Patterns over time

simon38 · June 10, 2021, 5:49pm

I would like to perform an operation on two different streams using values from different times. For example, I’d like to search for cases where event A occurs in stream X and event B has occurred in stream Y an hour prior. My thought is to select data from the two series, timeShift() one of them, and then join them on the timestamps. I may want more complicated logic, though, like conditionally analyzing patterns in time windows. In this case, I perceive having a cascading set of data stream variables, storing the result of each conditional analysis. What are the best tools to do this kind of analysis?

Anaisdg · June 11, 2021, 3:35pm

Hello @simon38,
Welcome!

What are the best tools to do this kind of analysis?

I think you can do this with Flux, but of course you can always use a client library and perform the logic in the language of your choice.

Without specific example data and expected output it’s hard for me to help you in detail. What does your schema look like? How do you query for stream X and Y?

However here are some tips and doc links that might be useful to you:

you can apply the range function multiple times.
you can apply conditional query logic with flux: Query using conditional logic in Flux | InfluxDB OSS v2 Documentation
you can check if a value exists before proceeding. Use Flux to check if a value exists | InfluxDB OSS v2 Documentation

For example you could do something like:

from(bucket: "X")
  |> range(start: -1h, stop: now())
  |> filter(fn: (r) => r["_field"] == "A" and exists r["_value"] )
  from(bucket: "Y")
  |> range(start: -2h, stop: -1h)
  |> filter(fn: (r) => r["_field"] == "B" )
  |> yield(name: "B")

You could also expand upon this logic and window data, conditionally map(), and use getRecord() to extract meaningful data that could be used in your second query/filter.

 |> map(fn: (r) => ({
      r with
      human_readable:
        if exists r._value then "${r._field} is ${string(v:r._value)}."
        else "${r._field} has no value."
  }))

If you could give me some more detail around “more complicated logic” it would be easier for me to help you.

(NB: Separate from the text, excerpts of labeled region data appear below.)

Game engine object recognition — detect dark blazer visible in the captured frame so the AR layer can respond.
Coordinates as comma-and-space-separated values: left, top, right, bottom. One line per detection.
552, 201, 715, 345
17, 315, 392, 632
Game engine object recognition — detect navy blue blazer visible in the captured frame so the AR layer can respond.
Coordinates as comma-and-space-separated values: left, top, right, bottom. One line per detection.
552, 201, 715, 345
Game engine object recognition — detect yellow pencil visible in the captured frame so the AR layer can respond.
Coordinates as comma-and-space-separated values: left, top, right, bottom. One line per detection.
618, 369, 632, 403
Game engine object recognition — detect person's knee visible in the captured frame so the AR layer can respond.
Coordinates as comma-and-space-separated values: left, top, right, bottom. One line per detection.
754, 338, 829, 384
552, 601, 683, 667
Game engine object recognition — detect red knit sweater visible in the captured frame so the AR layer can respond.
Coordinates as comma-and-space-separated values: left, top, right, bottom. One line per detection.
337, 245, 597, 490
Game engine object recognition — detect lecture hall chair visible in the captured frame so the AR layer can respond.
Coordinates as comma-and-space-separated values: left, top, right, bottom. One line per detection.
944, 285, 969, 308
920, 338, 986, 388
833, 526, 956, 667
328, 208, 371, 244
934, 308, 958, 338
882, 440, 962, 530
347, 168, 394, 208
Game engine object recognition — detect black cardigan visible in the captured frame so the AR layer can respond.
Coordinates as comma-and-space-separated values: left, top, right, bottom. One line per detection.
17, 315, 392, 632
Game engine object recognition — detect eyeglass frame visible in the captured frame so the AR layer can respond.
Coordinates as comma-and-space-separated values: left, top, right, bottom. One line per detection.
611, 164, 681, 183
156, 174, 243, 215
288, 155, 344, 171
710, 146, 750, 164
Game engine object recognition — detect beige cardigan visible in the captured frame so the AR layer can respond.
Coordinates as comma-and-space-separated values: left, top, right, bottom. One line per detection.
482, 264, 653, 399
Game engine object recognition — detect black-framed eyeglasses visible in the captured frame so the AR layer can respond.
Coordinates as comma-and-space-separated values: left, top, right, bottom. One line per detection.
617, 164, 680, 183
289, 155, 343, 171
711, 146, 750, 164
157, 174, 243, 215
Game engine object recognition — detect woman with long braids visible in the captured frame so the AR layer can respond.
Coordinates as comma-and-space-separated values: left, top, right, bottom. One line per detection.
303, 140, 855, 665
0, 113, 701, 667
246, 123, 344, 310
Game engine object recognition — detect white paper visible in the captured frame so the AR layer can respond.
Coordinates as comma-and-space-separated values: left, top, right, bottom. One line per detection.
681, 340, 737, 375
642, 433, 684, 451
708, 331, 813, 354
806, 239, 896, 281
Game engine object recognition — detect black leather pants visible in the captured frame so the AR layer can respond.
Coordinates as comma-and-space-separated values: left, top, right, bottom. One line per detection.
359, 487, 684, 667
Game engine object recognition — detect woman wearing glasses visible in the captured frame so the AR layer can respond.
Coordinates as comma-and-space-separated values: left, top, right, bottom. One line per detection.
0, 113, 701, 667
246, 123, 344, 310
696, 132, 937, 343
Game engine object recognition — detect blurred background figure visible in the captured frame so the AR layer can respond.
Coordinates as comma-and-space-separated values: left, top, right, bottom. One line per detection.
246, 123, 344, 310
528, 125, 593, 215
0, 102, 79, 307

simon38 · August 20, 2021, 1:53pm

Sorry it took so long to reply. I’ve been directed to explore the capabilities and performance of Flux without details of what we’ll be doing with it. I’m trying to understand when to process data with Flux and when to do it with our own code. I decided to first study basic queries and document my results before coming back to this question.

My question is about how much can be “remembered” by a query, so to speak. I was given a general notion of regular expressions. More simply, how would you find patterns in the data? One example is finding local minima and maxima, which we already discussed in a different thread. I had to go through quite a few steps to accomplish that. Other people have asked how to find runs in the data, which is something I’ve also been trying to do. For example, I want to get the histogram of the length of all periods where some value is above a threshold. I have a solution and will pose that as a separate question, but let’s say I then want to find bursts of long periods, or short periods. It gets complicated without an accumulator.

The best I found in flux is the map function, which only maps the current row, and reduce, which only produces an accumulated value. A combination of the two, let’s call it map-reduce, would be very helpful. Even a function to create in index would help, because then I can join and pivot on the indices.

I haven’t studied database systems, so maybe this is more than what can be expected of one. I don’t know if people use stored procedures for this kind of logic in relational databases, or just retrieve the data and manipulate it. Either way, I find that retrieving a full set of data takes much longer than just reading from a flat file, so I would want to manipulate and reduce it as much as possible before retrieving.

I’ll point out that we’re only using OSS right now. The cloud version may be quicker with more optimizations, but it will only be an option for someone who will make commercial use of our work.

Anaisdg · August 23, 2021, 4:33pm

Hello @simon38,
You can use the following to create an index:

  |> map(fn: (r) => ({ r with index: 1.0 }))
  |> cumulativeSum(columns: ["index"])

Why can’t you use map first() and then apply reduce()? I’m having trouble imagining an instance where a combination of the two would be different than applying them together.
To find bursts of long or short periods where a value exceeded a threshold I would:

create a check to evaluate whether your data meets that condition. This check will assign a level to your data that will describe whether or not your value exceeded the threshold.
Use the stateDuration function() stateDuration() function | Flux 0.x Documentation
filter for instances where the duration is meets the “long” or “short” period conditions.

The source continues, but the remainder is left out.